The information below will be required by ALL Jalova bookings (in order to obtain a scientific permit):

  • Name, birthdate, passport number, passport country, exact dates of stay

  • Legible scanned copy of passport

  • BRIEF (1 page max) CV or resume, translated into Spanish (ideally by a professional translator, a university professor, bilingual native Spanish speaker, etc)

  • Passport-sized photo -- High quality digital head shots (4.5cm by 3.5cm


All volunteers are encouraged to learn more about local history, culture, and customs before travelling. We encourage applicants to learn some Spanish either before arriving or once in Costa Rica. Montaña Linda in Orosi Village offer week-long one-on-one courses.

The following reading materials may also be of use ahead of time and while on base:

  • The Birds of Costa Rica: A Field Guide (Paperback) by Richard Garrigues

  • Field Guide to the Wildlife of Costa Rica by C.L. Henderson

  • The Amphibians & Reptiles of Costa Rica by J.M. Savage.

Application Requirements

You need not have any specific skills; just an enthusiasm and passion for contributing to the project and the local partner objectives. You need to be physically fit and healthy as you will be hiking long distances daily. As a result of the basic living conditions, you need to be flexible and able to work well in teams and with people from a variety of cultures and backgrounds.

You will need to be fluent in English.
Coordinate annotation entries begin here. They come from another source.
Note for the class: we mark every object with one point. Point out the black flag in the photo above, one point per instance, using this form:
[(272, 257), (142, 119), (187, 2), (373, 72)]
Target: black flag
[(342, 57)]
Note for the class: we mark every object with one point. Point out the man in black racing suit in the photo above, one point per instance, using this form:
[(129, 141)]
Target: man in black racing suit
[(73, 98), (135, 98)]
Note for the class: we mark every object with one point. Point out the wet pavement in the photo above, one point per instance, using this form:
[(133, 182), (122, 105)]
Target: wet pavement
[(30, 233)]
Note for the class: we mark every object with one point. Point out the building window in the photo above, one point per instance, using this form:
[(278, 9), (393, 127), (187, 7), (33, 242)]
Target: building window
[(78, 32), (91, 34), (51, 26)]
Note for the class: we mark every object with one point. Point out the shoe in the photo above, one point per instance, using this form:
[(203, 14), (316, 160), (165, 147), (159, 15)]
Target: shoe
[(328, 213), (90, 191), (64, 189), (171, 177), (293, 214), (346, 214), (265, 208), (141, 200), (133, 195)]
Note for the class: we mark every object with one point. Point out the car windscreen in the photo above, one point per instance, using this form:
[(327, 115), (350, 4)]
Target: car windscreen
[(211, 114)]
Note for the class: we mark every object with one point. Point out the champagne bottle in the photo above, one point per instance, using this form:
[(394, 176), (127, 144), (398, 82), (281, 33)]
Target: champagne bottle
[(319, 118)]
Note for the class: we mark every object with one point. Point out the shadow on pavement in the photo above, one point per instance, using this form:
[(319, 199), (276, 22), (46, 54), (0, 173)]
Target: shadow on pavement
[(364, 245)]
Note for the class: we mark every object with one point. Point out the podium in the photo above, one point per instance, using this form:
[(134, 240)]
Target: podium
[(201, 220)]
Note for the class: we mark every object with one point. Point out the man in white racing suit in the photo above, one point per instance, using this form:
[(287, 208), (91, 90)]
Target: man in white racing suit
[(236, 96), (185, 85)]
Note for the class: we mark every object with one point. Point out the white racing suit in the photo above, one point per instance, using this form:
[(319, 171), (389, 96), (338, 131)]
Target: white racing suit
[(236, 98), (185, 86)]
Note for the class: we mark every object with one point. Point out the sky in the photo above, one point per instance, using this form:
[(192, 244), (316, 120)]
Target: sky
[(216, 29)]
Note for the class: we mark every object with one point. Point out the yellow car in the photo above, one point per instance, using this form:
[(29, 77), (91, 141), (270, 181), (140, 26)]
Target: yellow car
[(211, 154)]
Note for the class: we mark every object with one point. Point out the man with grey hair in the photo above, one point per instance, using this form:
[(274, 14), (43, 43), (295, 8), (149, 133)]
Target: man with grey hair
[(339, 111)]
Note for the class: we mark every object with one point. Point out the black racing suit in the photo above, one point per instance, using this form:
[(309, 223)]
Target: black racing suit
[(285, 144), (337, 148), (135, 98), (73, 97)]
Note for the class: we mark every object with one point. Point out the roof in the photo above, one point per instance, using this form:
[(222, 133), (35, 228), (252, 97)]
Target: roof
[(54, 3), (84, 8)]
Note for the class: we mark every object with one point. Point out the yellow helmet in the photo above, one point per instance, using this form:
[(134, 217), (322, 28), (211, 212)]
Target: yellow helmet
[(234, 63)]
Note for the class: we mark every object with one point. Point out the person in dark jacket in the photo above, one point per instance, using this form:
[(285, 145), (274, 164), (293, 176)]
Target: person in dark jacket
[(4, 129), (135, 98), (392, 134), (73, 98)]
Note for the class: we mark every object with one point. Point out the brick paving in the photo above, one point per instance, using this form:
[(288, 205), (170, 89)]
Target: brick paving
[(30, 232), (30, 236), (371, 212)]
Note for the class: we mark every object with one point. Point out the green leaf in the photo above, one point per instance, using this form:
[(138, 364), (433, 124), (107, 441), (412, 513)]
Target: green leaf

Spanish is beneficial but not essential.

Health and safety

A change of environment, climate, food and lifestyle often results in minor, and occasionally more serious, illness. Please inform staff if you feel unwell at any time. The nearest emergency medical facilities are located in Tortuguero, approximately 1 hour from base via motorboat. In the event of an emergency we can access hospitals via river/road, light aircraft or helicopter. We have emergency procedures for foreseeable events. The staff is first aid trained and you will receive a safety briefing on arrival. The base camp is equipped with a comprehensive first aid kit.

Please note that we cannot provide specific medical advice. Please consult your primary care provider (doctor, GP, etc.) or visit a travel clinic for further information. Please be forthcoming about any health issues before you join the project. Failure to do so may have serious consequences for you, the staff and other participants, including your removal from the program.

It is also recommended that you take a credit card with you to ensure you can get immediate treatment in the event of a medical emergency (and you can seek reimbursement from your insurance afterwards).

While it is safe on base, you need to be aware and use common sense while in town or away from camp. We recommend you not carry large sums of money or valuables at these times.

Additional Information

Field staff advise that you enter the country using a 90 day tourist visa. Requirements are dependent on your citizenship, for most nationalities this does not need to be arranged in advance. Check with the immigration authorities of the countries you intend to visit. Also, please ensure that you comply with your airline's requirements regarding visa and entry requirements for Costa Rica.

For 6 month interns and volunteers staying longer than 90 days, you will need to do a border run to renew your tourist visa. This will be at your own expense, however we will assist you with this process. Most interns and volunteers use this as an opportunity to see more of Central America. Please note, you might be asked to provide proof of departure within 90 days of arrival. In order to comply with this requirement, you may wish to purchase a flex-ticket which you can change once in country.